TIME MACHINE INTERVIEW with the JIM JONES REVUE !

 

Note : Voici une interview que j'ai pu réalisé avec l'aide de Radio Campus Angers, la radio étudiante qui me permet depuis 2008 de partager encore plus de musique avec mes deux émissions MellowYellow! (pop-folk-country-blues) et BangBangRock&Roll!, diffusés le mardi entre 19h et 21h. Pour écouter les émissions en direct, retrouvez les podcasts et les playlists ou tout simplement en savoir plus sur Radio Campus Angers, rendez-vous sur nos pages Facebook ou sur le site officiel : http://www.radiocampusangers.com

Le temps est lourd et le Chabada est plein de décharges électriques lorsque je débarque, mercredi, alors que The Jim Jones Revue effectue ses balances. La sueur leur coule du front et il est temps de faire une pause thé pour le chanteur Jim Jones et son guitariste Rupert Orton, deux anglais élégants qui s’effondrent dans leur loge.

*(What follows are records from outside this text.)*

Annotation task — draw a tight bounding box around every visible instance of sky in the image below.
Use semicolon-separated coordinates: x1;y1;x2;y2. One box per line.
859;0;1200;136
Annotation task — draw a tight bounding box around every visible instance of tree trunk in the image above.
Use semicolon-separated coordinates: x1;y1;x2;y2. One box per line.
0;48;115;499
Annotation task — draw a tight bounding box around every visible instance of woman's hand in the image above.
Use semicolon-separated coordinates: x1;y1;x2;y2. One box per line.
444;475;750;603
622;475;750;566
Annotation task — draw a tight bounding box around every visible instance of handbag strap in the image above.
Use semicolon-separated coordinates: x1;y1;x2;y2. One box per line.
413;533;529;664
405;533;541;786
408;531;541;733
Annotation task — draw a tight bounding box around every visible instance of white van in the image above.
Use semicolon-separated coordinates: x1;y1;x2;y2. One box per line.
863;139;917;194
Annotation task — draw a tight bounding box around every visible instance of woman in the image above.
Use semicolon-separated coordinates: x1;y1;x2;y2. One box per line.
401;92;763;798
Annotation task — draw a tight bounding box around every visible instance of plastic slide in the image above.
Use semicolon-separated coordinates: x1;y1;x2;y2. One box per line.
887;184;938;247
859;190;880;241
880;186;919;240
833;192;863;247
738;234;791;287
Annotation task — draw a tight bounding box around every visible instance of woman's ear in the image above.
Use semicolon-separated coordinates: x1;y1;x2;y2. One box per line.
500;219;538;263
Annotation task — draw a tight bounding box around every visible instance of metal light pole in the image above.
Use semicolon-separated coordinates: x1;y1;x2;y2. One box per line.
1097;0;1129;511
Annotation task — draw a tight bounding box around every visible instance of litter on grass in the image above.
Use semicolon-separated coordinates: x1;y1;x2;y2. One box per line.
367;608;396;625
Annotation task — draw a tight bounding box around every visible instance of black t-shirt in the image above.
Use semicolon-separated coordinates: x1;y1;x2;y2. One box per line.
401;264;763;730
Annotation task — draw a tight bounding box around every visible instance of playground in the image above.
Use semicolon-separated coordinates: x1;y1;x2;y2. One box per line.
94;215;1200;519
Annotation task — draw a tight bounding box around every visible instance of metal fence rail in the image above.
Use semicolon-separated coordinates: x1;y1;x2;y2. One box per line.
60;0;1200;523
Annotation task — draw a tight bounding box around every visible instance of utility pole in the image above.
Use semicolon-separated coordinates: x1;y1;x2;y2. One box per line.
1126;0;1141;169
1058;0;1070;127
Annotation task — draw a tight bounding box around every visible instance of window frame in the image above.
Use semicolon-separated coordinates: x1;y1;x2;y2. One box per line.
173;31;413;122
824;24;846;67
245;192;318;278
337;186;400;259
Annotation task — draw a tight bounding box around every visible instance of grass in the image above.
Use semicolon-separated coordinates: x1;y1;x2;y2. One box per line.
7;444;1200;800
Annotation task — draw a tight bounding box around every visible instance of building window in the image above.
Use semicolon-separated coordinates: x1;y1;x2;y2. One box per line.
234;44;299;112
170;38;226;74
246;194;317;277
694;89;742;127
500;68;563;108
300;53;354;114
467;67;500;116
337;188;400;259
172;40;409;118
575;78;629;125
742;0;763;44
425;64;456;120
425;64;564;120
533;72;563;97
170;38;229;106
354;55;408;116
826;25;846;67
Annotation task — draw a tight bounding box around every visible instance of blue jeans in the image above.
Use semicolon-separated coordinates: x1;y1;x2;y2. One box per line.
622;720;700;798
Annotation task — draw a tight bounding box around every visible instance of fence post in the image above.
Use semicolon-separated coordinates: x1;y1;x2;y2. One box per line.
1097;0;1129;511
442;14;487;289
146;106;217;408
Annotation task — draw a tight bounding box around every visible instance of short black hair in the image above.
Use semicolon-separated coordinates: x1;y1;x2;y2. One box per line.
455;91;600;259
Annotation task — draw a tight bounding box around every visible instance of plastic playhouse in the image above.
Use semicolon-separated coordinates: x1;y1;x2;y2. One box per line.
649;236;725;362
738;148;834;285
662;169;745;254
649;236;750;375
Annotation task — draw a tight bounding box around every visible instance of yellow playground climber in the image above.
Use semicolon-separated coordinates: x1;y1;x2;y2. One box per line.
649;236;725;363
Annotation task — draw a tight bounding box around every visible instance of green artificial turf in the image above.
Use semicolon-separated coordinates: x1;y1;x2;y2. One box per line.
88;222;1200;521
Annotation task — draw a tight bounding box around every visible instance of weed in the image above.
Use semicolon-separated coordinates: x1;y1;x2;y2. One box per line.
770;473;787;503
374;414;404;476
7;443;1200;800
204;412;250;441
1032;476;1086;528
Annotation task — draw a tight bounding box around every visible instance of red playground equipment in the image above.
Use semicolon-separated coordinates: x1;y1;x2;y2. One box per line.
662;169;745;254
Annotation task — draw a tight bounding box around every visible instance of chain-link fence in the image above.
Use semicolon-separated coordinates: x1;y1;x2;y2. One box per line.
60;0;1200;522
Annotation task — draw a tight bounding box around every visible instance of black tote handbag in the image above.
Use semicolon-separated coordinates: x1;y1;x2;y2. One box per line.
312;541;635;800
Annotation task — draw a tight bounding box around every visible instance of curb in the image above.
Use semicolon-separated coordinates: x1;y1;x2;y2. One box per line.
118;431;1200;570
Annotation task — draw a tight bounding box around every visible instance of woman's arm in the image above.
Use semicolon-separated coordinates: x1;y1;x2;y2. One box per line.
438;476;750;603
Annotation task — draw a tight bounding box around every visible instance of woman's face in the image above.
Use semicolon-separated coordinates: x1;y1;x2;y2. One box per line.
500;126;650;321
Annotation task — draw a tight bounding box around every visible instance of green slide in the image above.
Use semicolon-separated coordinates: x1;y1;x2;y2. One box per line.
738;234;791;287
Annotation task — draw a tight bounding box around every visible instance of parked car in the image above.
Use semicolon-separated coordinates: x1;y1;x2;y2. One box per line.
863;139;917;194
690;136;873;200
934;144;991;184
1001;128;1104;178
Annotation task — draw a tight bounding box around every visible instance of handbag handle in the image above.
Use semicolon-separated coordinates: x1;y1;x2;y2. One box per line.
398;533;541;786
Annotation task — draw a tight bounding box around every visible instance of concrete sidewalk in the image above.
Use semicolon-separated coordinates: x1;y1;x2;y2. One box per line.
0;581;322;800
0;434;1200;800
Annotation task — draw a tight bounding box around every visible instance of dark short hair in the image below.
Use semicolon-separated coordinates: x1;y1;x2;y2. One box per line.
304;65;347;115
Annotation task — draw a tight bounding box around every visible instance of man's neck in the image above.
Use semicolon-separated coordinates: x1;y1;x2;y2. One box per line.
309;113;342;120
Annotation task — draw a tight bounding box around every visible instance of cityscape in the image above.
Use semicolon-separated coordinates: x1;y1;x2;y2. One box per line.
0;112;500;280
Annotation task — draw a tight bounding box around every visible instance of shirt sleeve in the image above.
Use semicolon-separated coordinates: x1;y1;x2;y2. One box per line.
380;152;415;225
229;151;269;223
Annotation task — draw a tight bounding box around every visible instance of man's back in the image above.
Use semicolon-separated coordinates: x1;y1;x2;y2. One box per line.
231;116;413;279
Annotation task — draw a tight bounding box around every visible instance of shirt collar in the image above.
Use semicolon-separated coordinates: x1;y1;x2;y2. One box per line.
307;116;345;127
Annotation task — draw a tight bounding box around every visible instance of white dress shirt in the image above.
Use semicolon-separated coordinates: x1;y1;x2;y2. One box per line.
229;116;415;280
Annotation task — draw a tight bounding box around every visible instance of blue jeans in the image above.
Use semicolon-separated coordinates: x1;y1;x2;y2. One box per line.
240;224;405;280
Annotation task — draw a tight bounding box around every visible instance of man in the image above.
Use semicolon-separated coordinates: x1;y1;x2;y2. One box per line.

Leur tournée a commencé en janvier, ça fait cinq mois qu’ils sont sur la route et c’est la dernière date, ce soir, à Angers. Rien de spécial n’est prévue pour fêter l’événement, si ce n’est envoyer la sauce, comme d’habitude. « Et boire jusqu’à ce qu’on s’effondre » précise Rupert, qui tourne pour l’instant à la tisane.

Après avoir participé aux prémices de la scène rock alternative avec le groupe Thee Hypnotics, entre 1989 et 1994, après avoir accompagné les Black Moses pendant un bout de route, Jim rencontre Rupert en 2007 et décide de se lancer dans cette nouvelle aventure. Tout commence en France, où le groupe connaît son premier succès d’estime en enchaînant les festivals. Depuis, déjà deux albums sont parus, ainsi qu’une compilation de singles et une collaboration avec Jim Sclavunos, producteur de Nick Cave et proche de Sonic Youth. Un bon début pour un groupe d’acharnés, qui travaillent sans répit pour raviver la flamme rock and roll originelle en la mêlant à des influences punk rock. Avec un chanteur à la voix digne de Howlin’ Wolf, des guitares saturés, un batteur fou furieux et un pianiste qui n’a rien à envier à Jerry Lee Lewis, la formation assure forcément le spectacle autant sur disque que sur scène.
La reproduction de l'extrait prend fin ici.